AMUC contains multiple extracellular matrix components, cytokines, growth factors, and proteins. Heavy chain 1-hyaluronic acid/pentraxin 3 (HC–219 HA/PTX3) is considered in vivo to stimulate host regeneration of damaged tissues and to have regenerative potential for many clinical applications. However, it remains to be determined which specific factors are most critical for muscle regeneration. This knowledge could be useful for development of novel therapeutics specifically for VML defect healing.

This study is not without limitations. Although amniotic scaffold group muscle appears polarized and organized, its function was not specifically evaluated. Future studies will include gait analysis, maximum tetanic force generation, and muscle recruitment percentage to quantify functional muscle regeneration and synapse staining to evaluate reinnervation. Additionally, the model used in this study includes relatively small defects in young mice. As a step toward clinical translation, it will be important to understand the impact of defect size on scaled-up large animal studies. Although amniotic tissue products have been shown to be cost-effective for diabetic foot ulcers, cost analysis will be required to justify amniotic tissue product’s high up-front cost. Finally, measurements were performed by a trained research fellow who was not blinded, which could have introduced bias. The amniotic scaffold group had greater variance in mCT and MRI measurements than the other groups. It is unclear whether this is due to measurement bias, variable host response, or variability in the product composition.

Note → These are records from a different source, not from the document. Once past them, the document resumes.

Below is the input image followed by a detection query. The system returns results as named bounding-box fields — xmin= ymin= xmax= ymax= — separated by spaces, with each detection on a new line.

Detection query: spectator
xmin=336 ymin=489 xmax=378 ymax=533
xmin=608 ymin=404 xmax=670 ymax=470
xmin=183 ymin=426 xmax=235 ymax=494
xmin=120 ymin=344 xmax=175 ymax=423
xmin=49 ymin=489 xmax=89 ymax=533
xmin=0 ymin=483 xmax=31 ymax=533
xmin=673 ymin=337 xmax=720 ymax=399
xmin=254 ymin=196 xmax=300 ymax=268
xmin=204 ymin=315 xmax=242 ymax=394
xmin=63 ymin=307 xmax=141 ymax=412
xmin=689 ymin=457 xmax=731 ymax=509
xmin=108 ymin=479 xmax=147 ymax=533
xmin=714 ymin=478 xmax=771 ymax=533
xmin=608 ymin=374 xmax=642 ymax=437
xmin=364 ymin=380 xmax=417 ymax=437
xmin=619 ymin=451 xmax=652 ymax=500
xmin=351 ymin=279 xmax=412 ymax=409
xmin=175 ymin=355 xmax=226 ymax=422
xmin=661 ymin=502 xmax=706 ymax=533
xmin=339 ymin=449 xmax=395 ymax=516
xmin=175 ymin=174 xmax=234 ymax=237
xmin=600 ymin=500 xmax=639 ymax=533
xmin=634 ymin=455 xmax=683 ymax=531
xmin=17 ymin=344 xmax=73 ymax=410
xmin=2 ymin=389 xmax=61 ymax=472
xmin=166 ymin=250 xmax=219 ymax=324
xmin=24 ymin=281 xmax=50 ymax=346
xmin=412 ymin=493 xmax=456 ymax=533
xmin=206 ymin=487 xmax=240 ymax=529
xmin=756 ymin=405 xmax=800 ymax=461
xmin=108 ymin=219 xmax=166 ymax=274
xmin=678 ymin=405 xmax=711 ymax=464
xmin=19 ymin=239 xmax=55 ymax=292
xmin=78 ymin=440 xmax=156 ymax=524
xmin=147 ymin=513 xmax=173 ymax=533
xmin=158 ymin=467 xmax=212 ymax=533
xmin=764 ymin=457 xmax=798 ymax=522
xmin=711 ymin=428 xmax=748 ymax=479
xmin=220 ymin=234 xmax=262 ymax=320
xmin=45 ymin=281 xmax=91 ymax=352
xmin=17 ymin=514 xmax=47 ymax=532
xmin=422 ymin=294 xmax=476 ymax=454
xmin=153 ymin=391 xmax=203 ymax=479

The results of this study demonstrate that an amniotic scaffold can improve muscle regeneration compared with collagen scaffold treatment or no treatment. Furthermore, amniotic scaffold reduced fibrosis and induced formation of organized muscle through its growth factors and cytokines.[27-29]

CONCLUSIONS

AMS may have the ability to promote muscle regeneration by exerting a paracrine effect on the host to regenerate polarized, structural muscle. This study serves as a proof of concept that AMS may be a promising, clinically feasible strategy that deserves further investigation for the treatment of VML defects.